A three-judge panel of the 3rd U.S. Circuit Court of Appeals issued its decision without comment Friday, three days after lawyers for former state Deputy Attorney General Richard Guida filed the appeal.
Guida had argued that prosecutors improperly vacated his original plea agreement.
In 1990, Guida pleaded guilty to one count of cocaine possession and agreed to cooperate with a federal investigation into cocaine use by Henry Barr, an aide to Dick Thornburgh while he was U.S. attorney general.
But later that year the agreement was dissolved at the request of federal prosecutors who accused Guida of withholding information.
Guida later pleaded guilty to the more serious charge of cocaine distribution, conditional on the outcome of the appeal rejected Friday. He was sentenced in May to an 11-month prison term.
Assistant U.S. Attorney Gordon Zubrod said the rejection ''underscores the principle that we are trying to make.''
''If you are going to cooperate with the government, you would have to go all the way,'' Zubrod said. ''You can't go halfway and decide which information you would give to the government.''
Guida's attorneys, James Becker and Paul Killion, both refused comment, saying they had not heard about the decision.

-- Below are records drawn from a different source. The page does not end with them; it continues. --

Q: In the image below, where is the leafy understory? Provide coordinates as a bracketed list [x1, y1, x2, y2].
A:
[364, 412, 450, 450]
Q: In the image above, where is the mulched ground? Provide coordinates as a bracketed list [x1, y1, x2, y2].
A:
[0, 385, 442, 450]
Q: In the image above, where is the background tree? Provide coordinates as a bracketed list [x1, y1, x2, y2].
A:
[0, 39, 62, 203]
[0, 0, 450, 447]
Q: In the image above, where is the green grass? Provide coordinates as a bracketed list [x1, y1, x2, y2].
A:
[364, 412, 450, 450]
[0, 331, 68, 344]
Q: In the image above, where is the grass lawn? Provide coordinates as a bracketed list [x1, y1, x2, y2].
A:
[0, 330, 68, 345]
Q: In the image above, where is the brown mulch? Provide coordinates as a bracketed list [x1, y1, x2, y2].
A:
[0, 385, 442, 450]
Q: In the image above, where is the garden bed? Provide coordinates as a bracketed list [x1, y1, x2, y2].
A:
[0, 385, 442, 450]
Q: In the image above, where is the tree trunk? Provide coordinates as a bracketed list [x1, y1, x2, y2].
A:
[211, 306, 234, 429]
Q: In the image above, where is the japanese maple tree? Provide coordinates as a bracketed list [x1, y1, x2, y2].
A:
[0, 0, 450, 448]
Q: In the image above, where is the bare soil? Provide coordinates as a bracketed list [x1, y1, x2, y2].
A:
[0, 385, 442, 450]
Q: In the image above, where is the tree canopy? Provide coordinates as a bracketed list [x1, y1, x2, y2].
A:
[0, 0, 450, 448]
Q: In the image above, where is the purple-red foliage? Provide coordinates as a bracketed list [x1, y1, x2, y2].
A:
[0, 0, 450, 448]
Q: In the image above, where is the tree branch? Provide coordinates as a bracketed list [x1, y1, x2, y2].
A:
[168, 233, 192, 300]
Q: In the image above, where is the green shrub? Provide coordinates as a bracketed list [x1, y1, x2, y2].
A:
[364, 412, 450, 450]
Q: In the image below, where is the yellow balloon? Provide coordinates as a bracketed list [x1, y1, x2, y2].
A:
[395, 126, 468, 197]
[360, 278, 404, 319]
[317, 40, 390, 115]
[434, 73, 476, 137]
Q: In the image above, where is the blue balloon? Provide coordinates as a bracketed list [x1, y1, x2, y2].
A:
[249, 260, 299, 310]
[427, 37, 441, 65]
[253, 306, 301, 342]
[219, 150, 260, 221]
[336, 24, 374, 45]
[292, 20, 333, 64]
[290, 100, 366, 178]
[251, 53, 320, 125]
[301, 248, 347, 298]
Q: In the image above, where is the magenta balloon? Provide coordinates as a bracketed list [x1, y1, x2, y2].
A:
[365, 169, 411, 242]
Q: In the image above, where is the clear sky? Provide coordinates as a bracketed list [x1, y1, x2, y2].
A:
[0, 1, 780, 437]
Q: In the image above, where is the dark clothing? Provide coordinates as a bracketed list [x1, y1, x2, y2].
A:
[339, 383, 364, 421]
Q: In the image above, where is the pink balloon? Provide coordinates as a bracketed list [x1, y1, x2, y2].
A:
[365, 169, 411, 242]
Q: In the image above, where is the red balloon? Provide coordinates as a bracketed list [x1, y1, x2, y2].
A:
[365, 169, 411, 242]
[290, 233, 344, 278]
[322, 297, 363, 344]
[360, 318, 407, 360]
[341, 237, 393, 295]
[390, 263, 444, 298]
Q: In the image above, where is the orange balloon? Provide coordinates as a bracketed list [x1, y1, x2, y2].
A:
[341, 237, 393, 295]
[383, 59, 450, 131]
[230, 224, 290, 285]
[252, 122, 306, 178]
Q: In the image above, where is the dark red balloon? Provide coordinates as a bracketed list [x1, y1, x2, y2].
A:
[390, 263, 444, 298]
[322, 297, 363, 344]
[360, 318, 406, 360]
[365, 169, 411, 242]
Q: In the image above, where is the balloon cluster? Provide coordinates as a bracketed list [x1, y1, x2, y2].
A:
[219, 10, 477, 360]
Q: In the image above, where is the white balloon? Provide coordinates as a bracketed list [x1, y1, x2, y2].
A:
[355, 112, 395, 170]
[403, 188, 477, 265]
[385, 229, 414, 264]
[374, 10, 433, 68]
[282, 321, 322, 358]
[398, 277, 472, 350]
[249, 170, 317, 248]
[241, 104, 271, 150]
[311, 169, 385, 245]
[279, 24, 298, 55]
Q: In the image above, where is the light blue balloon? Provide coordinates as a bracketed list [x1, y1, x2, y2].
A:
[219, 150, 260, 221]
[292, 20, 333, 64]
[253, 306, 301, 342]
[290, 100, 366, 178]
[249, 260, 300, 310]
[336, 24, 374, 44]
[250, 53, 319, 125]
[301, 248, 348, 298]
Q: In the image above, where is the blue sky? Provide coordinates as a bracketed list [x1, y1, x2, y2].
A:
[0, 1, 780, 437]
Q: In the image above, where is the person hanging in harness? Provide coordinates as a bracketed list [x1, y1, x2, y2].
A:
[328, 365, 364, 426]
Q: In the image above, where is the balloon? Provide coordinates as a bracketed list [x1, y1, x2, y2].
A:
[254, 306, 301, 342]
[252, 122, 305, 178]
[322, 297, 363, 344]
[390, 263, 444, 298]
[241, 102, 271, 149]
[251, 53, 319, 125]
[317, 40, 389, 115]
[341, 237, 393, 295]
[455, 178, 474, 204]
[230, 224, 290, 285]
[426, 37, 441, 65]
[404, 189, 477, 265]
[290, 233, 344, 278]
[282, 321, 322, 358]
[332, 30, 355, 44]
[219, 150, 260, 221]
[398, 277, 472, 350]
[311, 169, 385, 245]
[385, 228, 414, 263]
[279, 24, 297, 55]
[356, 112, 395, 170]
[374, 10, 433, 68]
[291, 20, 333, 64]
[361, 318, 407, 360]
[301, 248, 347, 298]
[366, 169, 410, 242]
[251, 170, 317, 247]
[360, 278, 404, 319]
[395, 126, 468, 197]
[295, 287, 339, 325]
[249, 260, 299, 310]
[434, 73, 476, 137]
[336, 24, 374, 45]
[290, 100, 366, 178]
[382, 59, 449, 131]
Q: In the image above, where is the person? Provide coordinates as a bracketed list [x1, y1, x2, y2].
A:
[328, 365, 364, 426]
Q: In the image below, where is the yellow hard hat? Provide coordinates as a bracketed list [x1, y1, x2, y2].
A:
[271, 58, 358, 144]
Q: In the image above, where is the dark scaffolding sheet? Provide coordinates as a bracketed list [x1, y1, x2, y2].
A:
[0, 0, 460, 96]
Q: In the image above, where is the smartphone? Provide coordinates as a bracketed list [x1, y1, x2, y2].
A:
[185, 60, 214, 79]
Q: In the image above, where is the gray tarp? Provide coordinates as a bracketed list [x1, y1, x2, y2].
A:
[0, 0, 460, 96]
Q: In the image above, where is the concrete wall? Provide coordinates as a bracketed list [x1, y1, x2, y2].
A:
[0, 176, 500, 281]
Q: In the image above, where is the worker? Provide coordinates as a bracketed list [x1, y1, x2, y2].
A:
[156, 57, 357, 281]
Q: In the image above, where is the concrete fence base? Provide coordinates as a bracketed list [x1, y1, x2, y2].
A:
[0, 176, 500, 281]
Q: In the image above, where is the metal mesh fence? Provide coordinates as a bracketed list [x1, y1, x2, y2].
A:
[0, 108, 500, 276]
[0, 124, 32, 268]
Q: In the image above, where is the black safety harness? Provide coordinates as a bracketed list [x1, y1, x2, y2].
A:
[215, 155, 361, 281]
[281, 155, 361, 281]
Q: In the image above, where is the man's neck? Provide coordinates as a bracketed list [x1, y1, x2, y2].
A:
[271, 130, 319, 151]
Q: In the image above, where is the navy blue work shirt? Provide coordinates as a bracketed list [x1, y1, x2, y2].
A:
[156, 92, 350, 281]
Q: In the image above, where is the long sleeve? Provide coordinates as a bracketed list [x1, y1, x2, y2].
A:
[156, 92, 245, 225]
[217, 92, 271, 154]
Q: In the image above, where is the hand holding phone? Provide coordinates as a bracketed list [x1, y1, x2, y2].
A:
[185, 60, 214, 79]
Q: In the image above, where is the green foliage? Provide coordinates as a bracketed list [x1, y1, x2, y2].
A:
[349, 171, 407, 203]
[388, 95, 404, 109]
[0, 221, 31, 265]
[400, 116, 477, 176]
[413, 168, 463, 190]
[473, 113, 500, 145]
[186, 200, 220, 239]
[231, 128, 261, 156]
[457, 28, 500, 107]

Guida could appeal to the full appellate court or to the U.S. Supreme Court.
The charges grew out of a two-year investigation of cocaine use among white-collar professionals in the Harrisburg area.
Guida, who served under Attorney General LeRoy Zimmerman, testified against Barr and identified him as a fellow cocaine user from 1984 to 1988.
Barr, a special assistant to Thornburgh until May 1989, is believed to be the highest-ranking present or former federal official convicted of drug charges. Barr also was legal adviser during Thornburgh's years as Pennsylvania governor.
Barr was convicted in February of one count of cocaine possession, one count of conspiracy and two counts of lying to the government during a background check for the high-level job with the Bush administration.
He also filed an appeal Tuesday to set aside his 16-month jail sentence.